Case Presentation: A 63-year-old female with past medical history significant for myasthenia gravis managed with azathioprine (AZA) presented with recurrent fevers, shortness of breath, malaise and night sweats for one week after attending a funeral in Pennsylvania. She denied any sick contacts, hiking, animal exposure, tick bites, or rashes. She was seen outpatient and her workup was unremarkable. She was prescribed Augmentin empirically, however her symptoms worsened, prompting her visit to the emergency department. She was found to be tachycardic, otherwise vitals were unremarkable. Initial labs were significant for pancytopenia. CT pulmonary embolism study showed splenomegaly with an ill-defined lucency within, which was again seen on CT abdomen/pelvis.Her CMV IgM and IgG titers were positive, with a CMV viral load of 370,000 copies/ml. Other labs were significant for LDH 452 U/L, ferritin 2260 ng/ml, hypofibrinogen, and hypertriglyceridemia. Hematology-oncology was consulted due to concern for HLH given the six of eight HLH-2004 criteria she met. She underwent a bone marrow (BM) biopsy, and was started on ganciclovir. Her BM biopsy showed reactive findings consistent with CMV with possible early HLH; NK cell activity was very low (<1) with high soluble IL-2Ra (sCD25), consistent with HLH. She was started on dexamethasone however, etoposide was held due to uncontrolled CMV infection, development of disseminated intravascular coagulopathy (DIC) and transaminitis. Once her liver failure improved, she was started on etoposide. Her fibrinogen and ferritin levels and CMV titers improved however, her cytopenias worsened after 1 dose of etoposide, thus was further held. Her hospital course was complicated by development of acute respiratory distress syndrome (ARDS), acute renal failure, bacteremia, candidemia, and hemodynamic instability despite multiple vasopressors. Given her grim prognosis, her family opted for comfort measures, and the patient unfortunately passed away.

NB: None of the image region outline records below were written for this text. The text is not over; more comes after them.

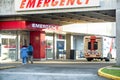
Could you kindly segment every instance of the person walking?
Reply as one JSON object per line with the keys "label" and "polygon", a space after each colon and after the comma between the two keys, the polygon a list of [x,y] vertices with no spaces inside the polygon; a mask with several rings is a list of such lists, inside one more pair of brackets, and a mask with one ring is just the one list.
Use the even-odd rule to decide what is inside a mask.
{"label": "person walking", "polygon": [[22,46],[20,53],[21,53],[21,58],[22,58],[22,64],[27,64],[27,57],[28,57],[28,49],[27,47],[24,45]]}
{"label": "person walking", "polygon": [[29,43],[28,46],[28,62],[31,62],[31,64],[33,64],[33,46],[31,43]]}

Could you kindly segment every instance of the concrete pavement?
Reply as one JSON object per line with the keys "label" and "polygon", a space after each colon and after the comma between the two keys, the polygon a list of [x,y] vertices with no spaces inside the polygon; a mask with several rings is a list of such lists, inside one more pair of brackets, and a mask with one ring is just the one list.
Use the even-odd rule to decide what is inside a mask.
{"label": "concrete pavement", "polygon": [[[85,62],[85,61],[79,61],[79,60],[34,61],[34,64],[38,64],[38,63],[39,63],[39,64],[79,64],[79,63],[81,64],[81,63],[98,63],[98,62]],[[99,63],[101,63],[101,62],[99,62]],[[106,62],[102,62],[102,63],[106,63]],[[29,63],[29,64],[30,64],[30,63]],[[12,63],[0,63],[0,70],[1,70],[1,69],[16,68],[16,67],[18,67],[18,66],[20,66],[20,65],[22,65],[20,61],[18,61],[18,62],[12,62]],[[111,67],[111,66],[106,67],[106,68],[111,68],[111,69],[113,69],[113,67]],[[120,77],[103,73],[103,72],[102,72],[102,69],[104,69],[104,68],[100,68],[100,69],[98,70],[98,75],[99,75],[99,76],[102,76],[102,77],[105,77],[105,78],[108,78],[108,79],[113,79],[113,80],[120,80]],[[120,68],[114,68],[114,69],[120,70]]]}
{"label": "concrete pavement", "polygon": [[[120,70],[120,68],[115,68],[115,67],[112,67],[112,66],[107,66],[107,67],[104,67],[104,68],[113,69],[113,70]],[[98,70],[98,75],[99,75],[99,76],[102,76],[102,77],[105,77],[105,78],[108,78],[108,79],[112,79],[112,80],[120,80],[120,77],[117,77],[117,76],[110,75],[110,74],[107,74],[107,73],[102,72],[102,70],[103,70],[104,68],[100,68],[100,69]]]}

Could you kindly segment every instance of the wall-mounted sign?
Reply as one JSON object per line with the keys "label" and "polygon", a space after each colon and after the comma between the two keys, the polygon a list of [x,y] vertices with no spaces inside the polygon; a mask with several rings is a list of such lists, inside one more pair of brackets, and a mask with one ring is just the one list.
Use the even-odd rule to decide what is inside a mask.
{"label": "wall-mounted sign", "polygon": [[15,0],[16,11],[100,6],[100,0]]}

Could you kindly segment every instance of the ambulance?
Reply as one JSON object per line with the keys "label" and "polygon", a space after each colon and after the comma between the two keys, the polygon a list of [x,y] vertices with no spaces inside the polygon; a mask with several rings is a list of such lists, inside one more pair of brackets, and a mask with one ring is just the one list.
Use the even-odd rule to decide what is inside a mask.
{"label": "ambulance", "polygon": [[92,61],[93,59],[105,59],[105,61],[110,61],[110,59],[116,58],[115,38],[85,36],[84,57],[87,61]]}

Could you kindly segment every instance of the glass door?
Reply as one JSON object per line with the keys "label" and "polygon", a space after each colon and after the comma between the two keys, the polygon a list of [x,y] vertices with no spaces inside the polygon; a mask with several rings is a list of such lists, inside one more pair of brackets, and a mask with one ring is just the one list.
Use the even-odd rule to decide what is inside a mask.
{"label": "glass door", "polygon": [[46,36],[46,59],[53,59],[53,36]]}
{"label": "glass door", "polygon": [[16,35],[1,35],[1,58],[2,60],[17,59],[16,53]]}

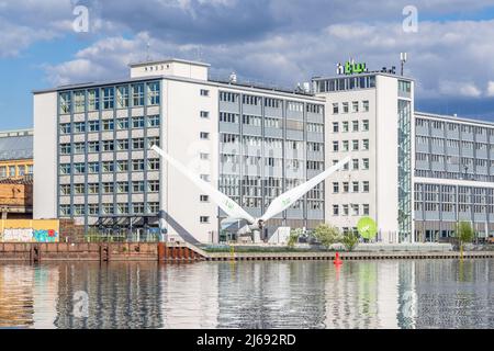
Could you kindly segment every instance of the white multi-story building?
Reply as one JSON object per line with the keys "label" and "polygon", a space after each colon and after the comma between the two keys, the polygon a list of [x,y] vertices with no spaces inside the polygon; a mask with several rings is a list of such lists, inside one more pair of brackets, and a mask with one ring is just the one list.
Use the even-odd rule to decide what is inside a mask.
{"label": "white multi-story building", "polygon": [[[224,240],[225,214],[149,148],[159,145],[259,217],[282,192],[351,161],[270,219],[436,241],[470,220],[494,235],[494,125],[414,113],[414,80],[343,69],[312,92],[209,78],[209,65],[131,65],[131,78],[34,92],[34,218],[171,238]],[[240,224],[238,224],[240,225]],[[235,228],[229,228],[235,233]]]}
{"label": "white multi-story building", "polygon": [[412,112],[414,81],[389,72],[314,78],[326,100],[326,163],[351,162],[326,180],[326,220],[356,230],[362,216],[379,225],[379,239],[412,233]]}
{"label": "white multi-story building", "polygon": [[[34,92],[34,217],[145,234],[162,216],[170,237],[217,241],[225,217],[150,151],[159,145],[259,216],[270,201],[325,169],[324,99],[213,81],[209,65],[131,65],[131,78]],[[313,228],[323,184],[270,220]]]}

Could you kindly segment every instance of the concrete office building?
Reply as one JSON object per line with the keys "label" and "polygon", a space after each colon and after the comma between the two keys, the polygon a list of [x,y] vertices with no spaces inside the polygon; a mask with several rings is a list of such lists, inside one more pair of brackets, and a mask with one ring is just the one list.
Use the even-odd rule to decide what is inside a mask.
{"label": "concrete office building", "polygon": [[170,59],[131,65],[124,80],[35,91],[34,218],[126,235],[162,215],[172,239],[225,240],[225,214],[149,150],[157,144],[254,217],[351,155],[265,236],[322,222],[356,230],[362,216],[384,242],[438,241],[458,220],[494,235],[494,124],[414,113],[414,80],[393,70],[338,73],[294,92]]}
{"label": "concrete office building", "polygon": [[[170,238],[220,239],[225,217],[149,147],[162,147],[258,216],[325,169],[324,99],[209,79],[209,65],[131,65],[131,78],[34,92],[34,218],[147,231],[162,211]],[[324,184],[268,223],[324,222]]]}
{"label": "concrete office building", "polygon": [[452,235],[459,220],[494,235],[494,124],[415,113],[414,227],[417,241]]}
{"label": "concrete office building", "polygon": [[314,78],[313,87],[326,100],[326,163],[352,157],[326,180],[326,220],[356,231],[358,220],[370,216],[379,240],[409,240],[414,81],[364,72]]}

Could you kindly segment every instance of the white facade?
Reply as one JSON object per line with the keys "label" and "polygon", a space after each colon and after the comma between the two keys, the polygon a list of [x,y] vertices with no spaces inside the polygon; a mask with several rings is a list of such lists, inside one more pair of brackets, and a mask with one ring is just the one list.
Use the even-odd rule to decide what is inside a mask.
{"label": "white facade", "polygon": [[[362,88],[329,90],[329,81],[360,80]],[[408,97],[398,97],[398,81],[411,83]],[[363,84],[363,80],[362,80]],[[326,180],[326,220],[355,230],[362,216],[378,224],[378,238],[398,240],[398,99],[409,101],[413,81],[371,73],[315,80],[318,97],[326,99],[326,163],[350,155],[348,170]],[[411,151],[409,151],[411,152]],[[368,167],[367,167],[368,165]]]}

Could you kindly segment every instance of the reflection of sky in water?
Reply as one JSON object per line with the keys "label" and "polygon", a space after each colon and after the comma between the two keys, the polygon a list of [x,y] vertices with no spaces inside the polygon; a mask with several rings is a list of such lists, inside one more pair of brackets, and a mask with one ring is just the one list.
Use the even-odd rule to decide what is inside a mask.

Discussion: HLH is a rare, underdiagnosed disease characterized by hyperinflammation and cytokine dysregulation, and can be associated with numerous conditions, such as neoplastic, infectious, autoimmune, or hereditary diseases. The HLH-2004 diagnostic criteria for acquired HLH include fever; splenomegaly; cytopenias; hyperferritinemia; hypertriglyceridemia and/or hypofibrinogenemia; hemophagocytosis in the bone marrow, spleen or lymph nodes; low or absent NK-cell activity, and high levels of sCD25; five of eight criteria are required for diagnosis. Despite the nonspecific findings and criteria of HLH, making a timely diagnosis is imperative to initiate early therapy. The aim of HLH therapy is to suppress the dysregulated immune response using corticosteroids, etoposide, and cyclosporine A as induction therapy for eight weeks. The overall reported mortality for acquired HLH exceeds 50%; among the viruses associated with HLH, EBV carries the worst prognosis.

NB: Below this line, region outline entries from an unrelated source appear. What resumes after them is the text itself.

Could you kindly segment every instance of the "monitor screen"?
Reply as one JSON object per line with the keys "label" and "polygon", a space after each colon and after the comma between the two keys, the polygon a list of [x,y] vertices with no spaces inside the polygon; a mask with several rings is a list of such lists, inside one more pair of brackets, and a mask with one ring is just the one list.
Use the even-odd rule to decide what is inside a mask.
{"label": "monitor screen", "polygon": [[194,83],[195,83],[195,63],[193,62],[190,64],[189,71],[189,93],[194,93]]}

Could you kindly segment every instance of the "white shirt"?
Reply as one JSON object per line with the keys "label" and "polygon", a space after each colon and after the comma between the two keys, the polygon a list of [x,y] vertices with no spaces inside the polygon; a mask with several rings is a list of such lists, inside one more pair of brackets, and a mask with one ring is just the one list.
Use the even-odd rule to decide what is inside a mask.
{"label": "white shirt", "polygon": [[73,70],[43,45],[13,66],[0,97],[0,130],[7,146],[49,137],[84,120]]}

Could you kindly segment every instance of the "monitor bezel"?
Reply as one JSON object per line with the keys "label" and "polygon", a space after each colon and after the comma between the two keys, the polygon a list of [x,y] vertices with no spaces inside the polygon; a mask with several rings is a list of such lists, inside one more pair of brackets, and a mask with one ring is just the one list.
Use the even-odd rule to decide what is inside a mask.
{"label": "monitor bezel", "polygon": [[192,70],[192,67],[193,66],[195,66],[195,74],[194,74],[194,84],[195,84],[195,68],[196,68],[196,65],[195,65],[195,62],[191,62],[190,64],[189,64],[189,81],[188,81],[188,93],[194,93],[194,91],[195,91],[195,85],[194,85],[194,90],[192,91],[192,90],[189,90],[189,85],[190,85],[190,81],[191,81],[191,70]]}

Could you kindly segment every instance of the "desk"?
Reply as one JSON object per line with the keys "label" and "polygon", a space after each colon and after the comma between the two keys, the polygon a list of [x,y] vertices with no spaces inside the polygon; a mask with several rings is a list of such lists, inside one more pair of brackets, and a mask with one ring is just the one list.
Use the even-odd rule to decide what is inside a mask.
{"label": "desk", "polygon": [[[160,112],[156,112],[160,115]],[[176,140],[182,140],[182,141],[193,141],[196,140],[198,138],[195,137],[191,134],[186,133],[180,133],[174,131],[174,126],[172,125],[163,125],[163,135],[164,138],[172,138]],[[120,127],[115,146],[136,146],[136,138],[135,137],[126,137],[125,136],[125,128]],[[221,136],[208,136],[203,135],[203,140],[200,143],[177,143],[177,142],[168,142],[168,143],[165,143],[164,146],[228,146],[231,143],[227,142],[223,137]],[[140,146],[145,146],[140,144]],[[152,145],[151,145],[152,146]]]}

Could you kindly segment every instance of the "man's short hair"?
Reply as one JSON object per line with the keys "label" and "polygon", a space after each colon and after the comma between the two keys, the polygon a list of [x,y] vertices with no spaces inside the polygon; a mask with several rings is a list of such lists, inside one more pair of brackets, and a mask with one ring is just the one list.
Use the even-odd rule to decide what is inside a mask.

Conclusions: HLH is an underdiagnosed disease associated with high mortality, making a timely diagnosis imperative. CMV-induced HLH in immunocompromised adults is a rare disease and few cases have been reported to date. Our patient with CMV disease fulfilled all eight of the HLH-2004 diagnostic criteria. Clinicians should consider HLH as a differential diagnosis for sepsis as early treatment may reduce mortality associated with this disease.